What is XMLmind Word To XML?

XMLmind Word To XML can automatically convert DOCX files to:

  • Clean, styled, valid HTML (single page or multi-page HTML, Web Help, EPUB) looking very much like the source DOCX file.
  • Unstyled, structured, valid DITA bookmap, map, topic, DocBook, XHTML (single page or multi-page XHTML, Web Help, EPUB) or XML conforming to your custom schema.
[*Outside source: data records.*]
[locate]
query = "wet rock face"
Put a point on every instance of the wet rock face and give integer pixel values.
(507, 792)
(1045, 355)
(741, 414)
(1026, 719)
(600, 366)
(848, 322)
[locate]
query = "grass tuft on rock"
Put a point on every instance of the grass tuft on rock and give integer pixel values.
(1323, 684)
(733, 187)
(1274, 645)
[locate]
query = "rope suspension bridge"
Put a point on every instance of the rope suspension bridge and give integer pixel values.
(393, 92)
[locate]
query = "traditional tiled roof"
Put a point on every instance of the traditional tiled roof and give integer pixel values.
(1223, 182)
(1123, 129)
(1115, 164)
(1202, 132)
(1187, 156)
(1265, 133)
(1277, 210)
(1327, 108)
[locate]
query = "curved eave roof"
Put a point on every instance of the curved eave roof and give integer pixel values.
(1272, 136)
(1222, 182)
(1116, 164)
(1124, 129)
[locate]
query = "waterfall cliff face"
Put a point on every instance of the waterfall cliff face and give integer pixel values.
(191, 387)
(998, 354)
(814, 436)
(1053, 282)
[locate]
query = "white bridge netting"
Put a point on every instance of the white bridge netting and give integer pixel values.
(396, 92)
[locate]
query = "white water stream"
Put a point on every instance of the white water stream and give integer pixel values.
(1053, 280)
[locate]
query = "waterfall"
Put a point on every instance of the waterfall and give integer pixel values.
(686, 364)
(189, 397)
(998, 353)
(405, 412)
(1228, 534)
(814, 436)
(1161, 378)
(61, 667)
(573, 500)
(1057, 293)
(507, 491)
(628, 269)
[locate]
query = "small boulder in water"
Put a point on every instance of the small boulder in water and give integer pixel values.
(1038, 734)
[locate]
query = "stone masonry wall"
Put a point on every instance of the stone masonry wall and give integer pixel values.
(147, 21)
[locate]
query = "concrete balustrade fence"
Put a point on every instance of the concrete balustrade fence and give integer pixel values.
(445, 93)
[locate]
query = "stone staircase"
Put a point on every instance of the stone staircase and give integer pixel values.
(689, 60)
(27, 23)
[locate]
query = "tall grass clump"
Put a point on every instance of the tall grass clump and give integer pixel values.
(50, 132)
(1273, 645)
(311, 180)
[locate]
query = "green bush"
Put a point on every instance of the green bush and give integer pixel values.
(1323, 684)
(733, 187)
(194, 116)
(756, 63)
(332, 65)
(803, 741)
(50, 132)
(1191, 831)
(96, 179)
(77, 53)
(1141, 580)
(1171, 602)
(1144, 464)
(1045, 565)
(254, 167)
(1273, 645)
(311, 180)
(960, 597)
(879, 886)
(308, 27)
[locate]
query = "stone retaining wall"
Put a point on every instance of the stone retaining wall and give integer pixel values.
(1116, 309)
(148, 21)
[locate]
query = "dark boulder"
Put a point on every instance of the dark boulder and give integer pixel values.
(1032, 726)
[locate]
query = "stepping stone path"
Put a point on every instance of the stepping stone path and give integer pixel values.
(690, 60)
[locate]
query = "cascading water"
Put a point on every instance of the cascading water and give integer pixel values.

Download: http://www.xmlmind.com/w2x/download.shtml

Free online DOCX conversion services: http://www.xmlmind.com/w2x/online_w2x.html

Enhancements:

  • Upgraded XMLmind Web Help Compiler (whc for short) to version 2.0, which supports 2 layouts for the generated Web Help: classic, the default layout and simple, a new layout. When generating Web Help, pass w2x option -p webhelp.wh-layout simple to give it a try.
  • Setup assistant of w2x-app:
    • Added a "Layout of the generated Web Help" combobox to the "Output format options" screen when the chosen output format is Web Help. This combobox makes it easy choosing between the classic and simple layouts.
    • The dialog box allowing to add or modify an entry of the MS-Word style to XML element map now displays the localized name of a style (e.g. "Definition Char") next to the w2x name of this style (e.g. "c-DefinitionChar"). This is really needed when you give for example Japanese names to your custom MS-Word styles.
  • Parameter edit.remove-styles.preserved-classes now accepts class patterns as well as class names. For example, specify -p edit.remove-styles.preserved-classes "^(t|(tr)|(tc)|(tp)|p|(pn)|n|c)-.+$" if you want to preserve in the semantic XHTML the class names corresponding to all the CSS styles generated during the Convert step.
  • Hidden text runs (<w:vanish/>) are now converted to <span style="display:none">. When generating semantic XML, these invisible span elements are then discarded.
  • “Word To XML” servlet: added an optional params servlet parameter which allows to augment or to override some of the options of the conversion specified by the conv servlet parameter. Example:
    curl -s -S -o manual.epub \
      -F "docx=@manual.docx;type=application/vnd.openxmlformats-officedocument.wordprocessingml.document" \
      -F "conv=epub" \
      -F "params=-p epub.identifier urn:x-mlmind:w2x:manual -p epub.split-before-level 8" \
      http://localhost:8080/w2x/convert
  • XMLmind Word To XML is now available as a macOS X native .dmg distribution including a private Java™ 1.8.0_152 runtime.
  • All programs which are part of XMLmind Word To XML are now officially supported on macOS High Sierra (version 10.13).

Bug fixes:

  • When a table was inserted inside a sequence of paragraphs having the same border, the conversion to styled XHTML (and to all output formats based on styled XHTML, like EPUB) failed with the following error message: error in action "group": missing attribute "g:container" for element .../html:p[NN].
  • When generating semantic XHTML, for some rare cases, class name role-bridgeheadI was added to li elements.
  • Field codes like "XE" (index entry) were not normalized to upper-case. For example, this bug could cause some index entries to be missing in the generated semantic XML.
  • It was not possible to use built-in image converter factory com.xmlmind.w2x_ext.emf2png.EMF2PNG to convert WMF to PNG despite the fact that this factory supports the WMF format in addition to the EMF format.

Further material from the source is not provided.